L'émigration des Juifs vers la Palestine sous mandat britannique est limitée à 1 500 par mois, ce qui provoque un vif mécontentement. Les Américains, soucieux d'éviter un afflux vers les États-Unis, font pression sur la Grande-Bretagne pour qu'elle accepte immédiatement 100 Juifs par mois, Le ministre britannique des affaires étrangères, Ernest Bevin, rejette cette proposition pour deux raisons : (1) un tel afflux soudain bouleverserait l'équilibre politique du Moyen-Orient et (2) cela constituerait un accomplissement du plan nazi pour une "Europe sans Juifs".Au lieu de cela, il propose d'augmenter considérablement l'aide pour permettre la réinstallation dans les anciens foyers et d'établir des camps de rétention pour les anciens militaires sur l'île de Crète en attendant une augmentation progressive du quota mensuel.Les réactions du Board of Deputies, de l'Anglo-Jewish Association et de la Fellowship sont mitigées mais, après de nombreux débats, un consensus est atteint pour soutenir cette politique en tant que mesure temporaire jusqu'à ce que les réparations de l'Axe et l'aide des Etats-Unis puissent améliorer les choses.

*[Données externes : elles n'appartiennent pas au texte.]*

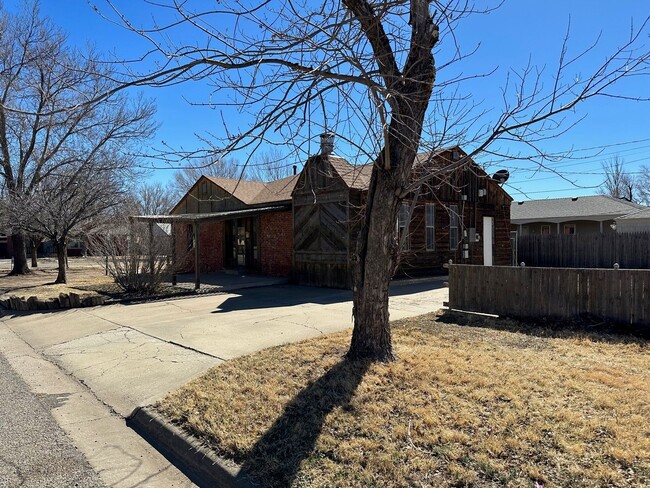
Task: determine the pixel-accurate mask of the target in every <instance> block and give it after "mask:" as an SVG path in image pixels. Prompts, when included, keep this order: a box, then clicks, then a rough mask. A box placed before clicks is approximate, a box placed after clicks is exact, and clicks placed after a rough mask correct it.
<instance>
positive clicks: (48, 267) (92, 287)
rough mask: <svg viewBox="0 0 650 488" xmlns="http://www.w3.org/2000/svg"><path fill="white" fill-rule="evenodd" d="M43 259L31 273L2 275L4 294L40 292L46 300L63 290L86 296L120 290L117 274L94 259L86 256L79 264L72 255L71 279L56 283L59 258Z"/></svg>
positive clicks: (52, 296)
mask: <svg viewBox="0 0 650 488" xmlns="http://www.w3.org/2000/svg"><path fill="white" fill-rule="evenodd" d="M39 261H40V263H41V266H40V267H39V268H32V269H31V273H29V274H27V275H17V276H10V275H8V274H7V275H4V276H0V298H2V297H6V296H9V295H15V296H18V297H21V298H27V297H30V296H36V297H38V298H39V299H42V300H45V299H48V298H53V297H58V296H59V293H70V292H75V293H78V294H80V295H82V296H84V295H92V294H97V293H101V292H107V291H108V292H117V291H118V288H117V285H115V283H114V281H113V278H112V277H110V276H106V274H105V272H104V268H103V266H101V264H100V263H99V262H97V263H93V262H92V261H91V260H90V259H84V260H82V261H81V264H78V263H77V260H75V259H74V258H70V268H69V269H68V271H67V275H68V283H66V284H56V285H55V284H54V281H55V280H56V276H57V269H56V267H55V264H53V263H54V262H55V261H56V260H55V259H51V258H41V259H40V260H39ZM4 272H5V271H3V273H4ZM6 273H8V270H6Z"/></svg>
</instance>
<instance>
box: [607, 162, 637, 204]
mask: <svg viewBox="0 0 650 488" xmlns="http://www.w3.org/2000/svg"><path fill="white" fill-rule="evenodd" d="M624 166H625V165H624V162H623V160H622V159H621V158H620V157H618V156H616V157H614V158H612V159H611V160H610V161H608V162H606V163H604V164H603V171H604V172H605V181H604V182H603V186H602V187H601V188H600V189H599V192H600V193H601V194H602V195H608V196H610V197H613V198H622V199H625V200H627V201H628V202H633V201H635V198H634V190H635V186H636V181H635V178H634V177H633V176H632V175H630V174H629V173H628V172H627V171H625V167H624Z"/></svg>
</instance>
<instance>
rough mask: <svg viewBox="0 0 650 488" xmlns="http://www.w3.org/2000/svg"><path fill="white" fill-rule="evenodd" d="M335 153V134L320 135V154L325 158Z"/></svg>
mask: <svg viewBox="0 0 650 488" xmlns="http://www.w3.org/2000/svg"><path fill="white" fill-rule="evenodd" d="M332 152H334V134H332V133H331V132H323V133H322V134H321V135H320V153H321V155H323V156H327V155H328V154H332Z"/></svg>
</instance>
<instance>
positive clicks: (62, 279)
mask: <svg viewBox="0 0 650 488" xmlns="http://www.w3.org/2000/svg"><path fill="white" fill-rule="evenodd" d="M114 164H115V163H114V160H112V159H110V160H108V161H107V162H106V164H105V165H101V164H99V163H97V162H93V163H91V162H85V163H84V164H82V165H80V167H78V168H76V169H73V168H70V167H67V168H66V169H65V170H60V171H59V172H57V173H54V174H50V175H48V177H47V178H44V179H41V181H40V183H39V184H38V185H37V186H36V187H34V188H32V190H31V191H30V193H20V194H18V193H16V194H14V197H13V198H12V199H11V200H10V202H9V214H10V217H11V218H12V220H13V221H14V222H16V226H17V227H18V229H19V230H21V231H23V232H25V233H29V234H38V235H42V236H44V237H45V238H47V239H50V240H52V241H53V242H54V245H55V248H56V254H57V260H58V274H57V277H56V281H55V283H66V282H67V273H66V264H67V263H66V260H67V244H68V242H69V240H70V238H71V237H73V236H79V235H82V234H84V233H86V232H88V231H89V230H90V229H92V228H93V227H96V226H98V225H99V222H100V221H101V217H102V215H105V214H106V212H107V211H108V210H109V209H111V208H113V207H115V206H116V205H118V204H119V203H120V200H121V198H122V196H123V194H124V190H123V185H122V179H121V176H122V175H120V173H119V171H116V170H115V167H114Z"/></svg>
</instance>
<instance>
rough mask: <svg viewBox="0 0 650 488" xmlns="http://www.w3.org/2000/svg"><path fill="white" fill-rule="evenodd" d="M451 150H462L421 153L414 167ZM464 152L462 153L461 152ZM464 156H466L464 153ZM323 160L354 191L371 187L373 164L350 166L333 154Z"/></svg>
mask: <svg viewBox="0 0 650 488" xmlns="http://www.w3.org/2000/svg"><path fill="white" fill-rule="evenodd" d="M449 150H460V149H459V148H458V147H453V148H444V149H440V150H438V151H435V152H434V153H430V152H425V153H419V154H417V155H416V156H415V161H414V162H413V167H417V166H420V165H422V164H424V163H426V162H430V161H434V160H433V158H434V157H436V156H439V155H441V154H442V153H444V152H446V151H449ZM461 152H462V151H461ZM463 155H466V154H465V153H463ZM320 157H321V158H326V159H327V161H329V163H330V164H331V165H332V167H333V168H334V170H335V171H336V172H337V173H338V175H339V176H340V177H341V179H342V180H343V182H344V183H345V184H346V185H347V186H348V187H349V188H352V189H355V190H367V189H368V187H369V186H370V176H371V175H372V163H370V164H362V165H353V164H350V163H349V162H348V161H347V160H346V159H344V158H341V157H339V156H335V155H333V154H330V155H326V156H322V155H321V156H320Z"/></svg>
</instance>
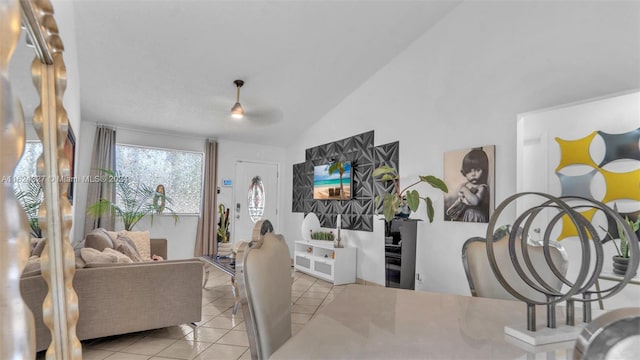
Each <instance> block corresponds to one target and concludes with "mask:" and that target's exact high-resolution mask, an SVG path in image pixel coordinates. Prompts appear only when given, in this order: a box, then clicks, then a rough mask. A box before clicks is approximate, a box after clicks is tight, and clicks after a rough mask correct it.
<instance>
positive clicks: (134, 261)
mask: <svg viewBox="0 0 640 360" xmlns="http://www.w3.org/2000/svg"><path fill="white" fill-rule="evenodd" d="M113 245H114V249H116V250H118V251H119V252H121V253H123V254H125V255H127V256H128V257H129V258H130V259H131V260H132V261H133V262H142V261H143V260H142V256H140V253H139V252H138V249H137V248H136V244H134V243H133V240H131V239H130V238H129V237H128V236H126V235H124V234H120V235H118V237H117V238H116V240H115V242H114V243H113Z"/></svg>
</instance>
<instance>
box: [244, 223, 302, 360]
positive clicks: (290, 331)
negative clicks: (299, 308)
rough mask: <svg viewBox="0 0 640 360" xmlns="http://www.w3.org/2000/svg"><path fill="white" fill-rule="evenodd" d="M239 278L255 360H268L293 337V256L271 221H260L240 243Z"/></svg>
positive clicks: (245, 316)
mask: <svg viewBox="0 0 640 360" xmlns="http://www.w3.org/2000/svg"><path fill="white" fill-rule="evenodd" d="M236 261H237V264H236V281H237V283H238V289H239V292H240V305H241V306H242V312H243V315H244V320H245V323H246V327H247V335H248V337H249V348H250V351H251V358H252V359H267V358H269V356H270V355H271V354H272V353H273V352H274V351H276V350H277V349H278V348H279V347H280V346H281V345H282V344H283V343H284V342H285V341H287V340H288V339H289V338H290V337H291V259H290V257H289V248H288V247H287V243H286V242H285V240H284V237H283V236H282V235H276V234H274V233H273V226H272V225H271V222H269V220H261V221H258V222H257V223H256V225H255V226H254V229H253V235H252V238H251V241H250V242H246V243H243V244H241V245H240V247H239V248H238V254H237V258H236Z"/></svg>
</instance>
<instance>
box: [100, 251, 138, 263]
mask: <svg viewBox="0 0 640 360" xmlns="http://www.w3.org/2000/svg"><path fill="white" fill-rule="evenodd" d="M103 253H105V254H108V255H111V256H113V257H114V258H115V261H114V262H113V263H114V264H130V263H132V262H133V260H131V258H129V257H128V256H127V255H125V254H123V253H121V252H120V251H118V250H114V249H110V248H105V249H104V251H103Z"/></svg>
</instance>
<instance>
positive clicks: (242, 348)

Mais ces bonnes intentions ont pris fin avec le meurtre et la mutilation, en juillet 1947, de deux sergents de l'armée britannique par des terroristes sionistes de la bande de l'Irgoun, ce qui a entraîné des émeutes pendant cinq jours dans toute la Grande-Bretagne, avec la destruction généralisée des biens juifs et des agressions contre la population.La Grande-Bretagne démissionne rapidement de son mandat et dix mois plus tard, le 14 mai 1948, l'État d'Israël est créé.

N.B. Il s'agit d'une version révisée d'un essai écrit en 2020 pour être publié dans une revue internationale. Il a été soumis maintenant à The Portugal News en raison de la situation actuelle comparable en Europe où les "personnes déplacées" sont représentées par des réfugiés de conflits et par des migrants économiques.